The insurance paper for Olle's glasses is in Mia's inbox. The lease is in Files on dad's iPad. The school trip permission slip came as a link via the school portal that nobody saved. When you need them, they're never where you look first.
Today we're shipping Family documents in FamilyBoard for web. A single shared folder for the family's most important papers — visible to everyone, stored safely.
What it is
Go to /app/documents. You'll see a list of every document the family has saved. Drag a file in — PDF, image, Word, whatever, up to 25 MB per file — and it's up within a few seconds. Every family member sees it immediately.
You can link a document to an event. The permission slip for May's school trip? Upload it, open the event "School trip — Tycho Brahe museum", tap Attach document. The next time someone in the family opens the event, the slip is one tap away. No searching.
Why we built it
We talked to 30 parents about "where do you keep family papers?". The answer was the same broken list everywhere:
- Email archive, unfindable without the exact subject line
- iCloud Drive, but only on one parent's account
- A Drive folder that nobody updates
- A physical binder in a kitchen drawer
- "I think Mia has it"
The real cost isn't the files — it's the cognitive load. When you're heading to a dentist appointment and trying to remember the insurance number, the searching itself isn't the hard part. The hard part is not knowing whether it's saved anywhere at all.
Family documents is one definite place. When you or your partner upload something it stays there until someone deliberately removes it. You don't have to remember who was meant to save it — it's enough that one of you did.
The security side
We store files in a private Supabase Storage bucket called family-documents. The path layout is <family_id>/<doc_id>.<ext> — always prefixed with the family's UUID. That means the RLS policy on the storage bucket is a straight prefix check: are you a member of this family? Then you can read files that start with its UUID. Otherwise no.

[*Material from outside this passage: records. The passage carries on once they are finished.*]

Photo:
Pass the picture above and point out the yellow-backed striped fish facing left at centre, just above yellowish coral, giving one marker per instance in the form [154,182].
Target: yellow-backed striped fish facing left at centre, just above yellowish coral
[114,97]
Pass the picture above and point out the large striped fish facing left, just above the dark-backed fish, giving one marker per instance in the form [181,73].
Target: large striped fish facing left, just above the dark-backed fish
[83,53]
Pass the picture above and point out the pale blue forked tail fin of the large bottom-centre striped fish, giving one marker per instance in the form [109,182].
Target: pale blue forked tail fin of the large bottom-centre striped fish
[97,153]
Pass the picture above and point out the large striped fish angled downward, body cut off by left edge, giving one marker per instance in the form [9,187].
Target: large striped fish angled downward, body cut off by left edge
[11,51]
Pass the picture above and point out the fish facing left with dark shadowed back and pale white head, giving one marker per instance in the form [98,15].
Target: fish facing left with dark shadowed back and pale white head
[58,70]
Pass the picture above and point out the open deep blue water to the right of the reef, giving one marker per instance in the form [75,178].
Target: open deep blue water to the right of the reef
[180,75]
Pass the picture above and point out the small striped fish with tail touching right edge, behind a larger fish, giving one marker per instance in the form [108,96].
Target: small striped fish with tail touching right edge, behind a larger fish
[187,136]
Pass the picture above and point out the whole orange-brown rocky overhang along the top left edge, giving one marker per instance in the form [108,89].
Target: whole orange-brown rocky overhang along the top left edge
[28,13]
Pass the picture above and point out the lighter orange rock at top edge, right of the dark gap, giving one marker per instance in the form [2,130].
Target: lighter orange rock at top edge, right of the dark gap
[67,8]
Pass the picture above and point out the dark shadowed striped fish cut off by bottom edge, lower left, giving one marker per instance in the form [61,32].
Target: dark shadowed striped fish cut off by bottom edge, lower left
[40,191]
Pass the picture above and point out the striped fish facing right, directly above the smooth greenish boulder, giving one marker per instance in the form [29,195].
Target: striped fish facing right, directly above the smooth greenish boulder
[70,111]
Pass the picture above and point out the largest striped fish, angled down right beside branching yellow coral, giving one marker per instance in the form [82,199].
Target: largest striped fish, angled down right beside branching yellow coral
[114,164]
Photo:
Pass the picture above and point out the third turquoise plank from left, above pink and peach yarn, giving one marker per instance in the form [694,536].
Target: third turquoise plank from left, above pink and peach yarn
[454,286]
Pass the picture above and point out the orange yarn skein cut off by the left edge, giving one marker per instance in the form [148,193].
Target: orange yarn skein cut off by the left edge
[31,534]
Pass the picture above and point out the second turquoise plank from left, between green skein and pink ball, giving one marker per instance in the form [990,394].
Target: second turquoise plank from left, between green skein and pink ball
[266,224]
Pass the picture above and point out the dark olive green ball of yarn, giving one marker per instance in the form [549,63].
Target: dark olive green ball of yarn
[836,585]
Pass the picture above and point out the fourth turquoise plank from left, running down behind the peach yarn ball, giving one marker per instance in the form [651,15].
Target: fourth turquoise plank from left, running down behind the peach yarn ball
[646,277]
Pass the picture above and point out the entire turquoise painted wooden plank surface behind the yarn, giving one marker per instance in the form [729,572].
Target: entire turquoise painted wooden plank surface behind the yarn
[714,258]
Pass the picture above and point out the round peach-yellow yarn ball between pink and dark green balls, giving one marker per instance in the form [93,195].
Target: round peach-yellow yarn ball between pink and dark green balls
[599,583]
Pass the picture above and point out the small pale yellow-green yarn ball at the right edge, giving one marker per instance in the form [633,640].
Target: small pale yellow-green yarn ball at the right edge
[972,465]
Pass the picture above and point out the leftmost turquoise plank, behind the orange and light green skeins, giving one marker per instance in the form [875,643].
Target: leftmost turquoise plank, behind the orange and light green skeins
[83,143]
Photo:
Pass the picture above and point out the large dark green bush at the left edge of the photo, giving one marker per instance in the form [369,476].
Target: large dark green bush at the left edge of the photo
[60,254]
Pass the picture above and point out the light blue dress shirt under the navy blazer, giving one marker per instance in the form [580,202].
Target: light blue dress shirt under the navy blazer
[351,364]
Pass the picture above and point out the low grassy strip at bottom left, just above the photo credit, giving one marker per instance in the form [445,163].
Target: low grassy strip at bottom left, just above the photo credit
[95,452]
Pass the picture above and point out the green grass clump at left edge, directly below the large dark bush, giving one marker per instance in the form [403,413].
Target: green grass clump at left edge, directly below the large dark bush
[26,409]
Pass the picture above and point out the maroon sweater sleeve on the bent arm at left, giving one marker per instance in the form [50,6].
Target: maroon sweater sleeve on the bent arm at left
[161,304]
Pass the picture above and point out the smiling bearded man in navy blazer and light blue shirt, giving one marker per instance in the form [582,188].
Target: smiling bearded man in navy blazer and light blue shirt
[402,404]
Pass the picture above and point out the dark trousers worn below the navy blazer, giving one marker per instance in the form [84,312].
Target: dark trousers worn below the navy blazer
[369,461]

On the metadata table public.documents we mirror the same policy. Both surfaces have to say yes for a file to come back — so if a bug ever sneaks past one side, the other side catches it.
For reads we generate signed URLs with a 5-minute TTL. So even if someone forwards a link, it stops working almost immediately. There are no public links at all.
Trade-offs we made on purpose
25 MB per file in v1. Most family documents are 1–3 MB PDFs. If you've got a 200 MB video of Olle's tenth birthday — it doesn't belong here, it belongs in Photos.
No folder hierarchy yet. A flat list plus search plus labels (school, healthcare, insurance, lease, other) gets you a long way. When families start telling us they can't find things, we'll build folders.
No versioning yet. Upload a new version of the same file and it replaces the old one. We think a single current insurance paper is what you want — not three versions to compare between.
Web first, iOS later. File upload is still a little clunkier on iOS than on a laptop, and we don't want to ship a half-version. The iOS port arrives this summer.
Try it
Sign into familyboard.io and head to Documents in the sidebar. Drag in the first PDF you've grown tired of hunting for. Tag it. Next time it's needed it's one search away — for you and for everyone in the family.
This is an unglamorous feature. We know. But it's the kind of feature that makes you wonder, six months later, how you lived without it.